Compare this to building it yourself:
| Concern | Build yourself | Polpo |
|---|---|---|
| Container runtime | Set up Docker/Firecracker/gVisor | Handled |
| Warm pool | Distributed store + custom acquire/release | Handled |
| Health checks | Custom heartbeat + zombie detection | Handled |
| Shared filesystem | NFS/EFS/FUSE mount + provisioning | Handled |
| Auto-scaling | Custom capacity planning + scaling logic | Handled |
| Auto-cleanup | Cron jobs + lifecycle state machine | Handled |
| Crash recovery | Checkpoint + restart + state replay | Handled |
| Cost optimization | Idle detection + shutdown automation | Handled |
| Multi-tenancy isolation | Namespace/cgroup/network per project | Handled |
That is roughly 2-4 engineer-months of infrastructure work before you write a single line of agent logic. And it is ongoing maintenance -- every edge case we described in the pool management section is a production incident waiting to happen.
Cold Starts and Latency
Cold start latency determines how your agents feel. A 30-second wait before an agent starts working is not an engineering inconvenience -- it is a product-breaking delay that users notice and hate.
| Environment | Cold start | Notes |
|---|---|---|
| VM (EC2, GCE) | 30-60s | Full OS boot |
| Docker container | 2-5s | Image pull + init |
| Lambda/Cloud Run | 1-3s | Cold start, varies by runtime |
| Polpo (warm pool) | 27-90ms | Pre-built snapshot, no image pull |
The 27-90ms number comes from our warm pool architecture. The snapshot is pre-built with everything an agent needs. No package installation, no image pull, no filesystem setup at request time. The sandbox is a microVM that boots from a memory snapshot -- the equivalent of resuming a laptop from hibernate rather than powering it on from cold.
When the warm pool is empty and a new sandbox must be created, the total time including storage mount is under 1 second. Compare that to the 6-second penalty we measured with managed volumes before switching to object storage. That single optimization -- replacing a managed volume with a FUSE-mounted object store -- cut sandbox creation time by 84%.
For the end user calling the API, the sandbox acquisition time is invisible. It happens during the first tool call, not at task creation. The task is accepted immediately (HTTP 201). The LLM starts generating. Only when the model decides to call a tool -- read a file, run a command -- does the sandbox spin up. If the model's first response is pure text (no tool calls), no sandbox is allocated at all.
What's Next
The current architecture runs the entire agent loop inside the sandbox. The LLM call, the tool call, the result parsing, the next LLM call -- all happening inside an isolated environment.
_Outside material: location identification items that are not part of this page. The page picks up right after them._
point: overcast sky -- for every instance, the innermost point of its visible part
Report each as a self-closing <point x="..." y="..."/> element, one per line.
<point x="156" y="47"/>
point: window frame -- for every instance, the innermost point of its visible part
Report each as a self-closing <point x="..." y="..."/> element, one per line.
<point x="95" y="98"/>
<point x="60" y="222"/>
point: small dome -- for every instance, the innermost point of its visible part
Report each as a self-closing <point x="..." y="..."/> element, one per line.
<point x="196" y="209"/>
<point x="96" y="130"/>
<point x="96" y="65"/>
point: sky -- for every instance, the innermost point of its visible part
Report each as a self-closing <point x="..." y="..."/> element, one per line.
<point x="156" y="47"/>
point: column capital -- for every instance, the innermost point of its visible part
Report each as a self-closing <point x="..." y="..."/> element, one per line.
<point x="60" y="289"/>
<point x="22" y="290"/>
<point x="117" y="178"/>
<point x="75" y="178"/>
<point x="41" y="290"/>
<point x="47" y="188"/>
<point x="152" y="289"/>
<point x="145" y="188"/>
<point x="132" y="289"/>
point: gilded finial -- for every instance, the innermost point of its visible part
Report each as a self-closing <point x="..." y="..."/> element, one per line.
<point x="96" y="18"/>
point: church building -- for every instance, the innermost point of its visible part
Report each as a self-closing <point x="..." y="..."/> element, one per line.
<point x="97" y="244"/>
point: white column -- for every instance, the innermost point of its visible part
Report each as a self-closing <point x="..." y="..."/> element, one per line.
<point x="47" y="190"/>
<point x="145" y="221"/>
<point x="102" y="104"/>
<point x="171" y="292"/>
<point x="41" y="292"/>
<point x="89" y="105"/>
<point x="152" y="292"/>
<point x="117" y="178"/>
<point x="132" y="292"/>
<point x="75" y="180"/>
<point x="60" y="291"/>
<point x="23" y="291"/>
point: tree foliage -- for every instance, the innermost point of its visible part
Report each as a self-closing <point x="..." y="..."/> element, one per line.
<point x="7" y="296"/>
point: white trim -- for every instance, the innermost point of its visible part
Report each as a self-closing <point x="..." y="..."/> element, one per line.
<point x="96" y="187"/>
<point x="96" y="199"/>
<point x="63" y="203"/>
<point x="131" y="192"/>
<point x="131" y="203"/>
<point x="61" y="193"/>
The sandbox is alive for the full duration of a task, even though 95% of that time is spent waiting for the LLM to respond. A 10-minute task uses 10 minutes of sandbox compute but only ~30 seconds of actual tool execution.
We are building ProxyTool -- a pattern where the LLM loop runs in the server and only tool execution is proxied to the sandbox. The server calls the LLM, gets a tool call response, routes it to the sandbox, gets the result, passes it back to the LLM. The sandbox is only alive during the tool execution window.
The projected impact: 80-95% reduction in sandbox time per task. A 10-minute task that currently burns 10 minutes of sandbox compute would burn 30 seconds. The server process handling the LLM loop is cheap -- it is I/O-bound async Node.js, handling thousands of concurrent loops on a single replica. The expensive compute (sandbox) is only used when an agent needs to touch the filesystem or run a command.
This is the same architectural evolution that happened with databases: separate compute from storage, make compute ephemeral, keep storage durable. We are applying it one layer deeper -- separate the agent's brain (LLM loop) from the agent's hands (tool execution). The brain is cheap commodity compute. The hands need isolation. Price each accordingly.